TECOP
Textos e Contextos
do Orientalismo Português

O Camões dos Orientalistas K. David Jackson (University of Yale)

(Excertos selecionados pelo autor de uma palestra a propósito de dois ensaios
por dois orientalistas portugueses:

K. David Jackson

Passos dos Lusíadas Estudados à Luz da Mitolojía e do Orientalismo [1892],
de Guilherme de Vasconcelos Abreu, e Episodio do Gigante Adamastor.
Estudo critico [1898], de José Benoliel)

 

 

 

 

1. De modo geral, esses orientalistas são viajantes, têm formação em filologia e linguística, a maioria arabistas e linguistas. 

2. As listas dos Orientalistas [por exemplo, tanto deste projeto TECOP como a do Dicionário de Orientalistas de Língua Portuguesa] tornam viável uma visão panorâmica do conjunto de orientalistas portugueses, na verdade não muito numeroso, na qual a identificação das principais figuras nos permite observar como a formação do orientalismo, com raízes imperiais e científicas nos séculos XVIII e XIX, é tão distinta e distante dos estudos de hoje e das questões do nosso tempo.

3. A tese [do ensaio de Guilherme de Vasconcelos Abreu] é que há na obra de Camões “uma enciclopédia [...] de todo o saber de então, e das tradições próprias do século XVI na Europa, e nas que daquele tempo nos tinham vindo do Oriente”. A implicação do autor é que Camões teria recebido essas informações lendárias de contos játaca, ou de informações colhidas de fontes orais de caráter mítico, repetidos em textos portugueses da época, como O Livro de Duarte Barbosa ou as Lendas da Índia, de Gaspar Correia, obra republicada pela Academia Real das Ciências de Lisboa de 1858-1866, em 8 volumes.

4. O que acho mais interessante neste breve estudo de 10 páginas de Vasconcelos Abreu não é o texto de início sobre Camões, mas a teorização sobre totemismo, antecipando o Freud de Totem e Tabu e avançando uma explicação antropológica para essas crenças que contam relações entre animais e mulheres. 

5. José Benoliel alega ser três as fontes do episódio de Adamastor: a Bíblia, a mitologia grega e um conto da coleção das Mil e uma Noites, o “Conto do pescador”. 

6. O conceito comparativo de Benoliel tem duas vertentes.

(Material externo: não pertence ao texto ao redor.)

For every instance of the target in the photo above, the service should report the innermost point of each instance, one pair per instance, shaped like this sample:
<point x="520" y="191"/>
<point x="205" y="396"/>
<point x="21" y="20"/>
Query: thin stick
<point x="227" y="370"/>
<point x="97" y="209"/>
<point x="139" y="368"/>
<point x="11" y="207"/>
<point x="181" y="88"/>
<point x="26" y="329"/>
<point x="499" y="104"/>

Adamastor é, de um lado, gigante terrível, “imponente, majestoso, formidável, talvez mais do que o próprio Júpiter [...] razão principal do assombro, de espanto e horror tanto em Vasco da Gama e seus companheiros, como no leitor”, e do outro amante vulnerável e rejeitado, sujeito a todas as fragilidades humanas, como os “pobres Gigantes namorados, que nos pinta Ariosto”.

7. Para o leitor de hoje, o valor do ensaio de Benoliel resta na tentativa de incluir o Camões num texto de world literature, atestando a uma maior circulação de temas e motivos entre as literaturas. Mas a comparação, embora original, é fraca e sem fundamentos, longe do levantamento do renascentista David Quint, no estudo “Voices of Resistance: The Epic Curse and Camoes' Adamastor” (1989).

8. Tanto em Vasconcelos Abreu quanto em Benoliel, há tentativas de trazer Camões para dentro dos estudos e interesses particulares desses orientalistas. São sugestões de influências variadas, em que o saber do Oriente pesa sobre o Renascimento europeu, e de uma crítica de arquétipos, mas sem uma teorização adequada. São estudos talvez imaginosos e originais, de um comparatismo estabelecido dentro do orientalismo da época, com ideias insinuantes, mas sem nenhuma elaboração ou evidência fora o desejo de fazer do Camões, celebrado “porta-voz da civilização”, um veículo do saber do Oriente e, como eles, mais um viajante e investigador orientalista.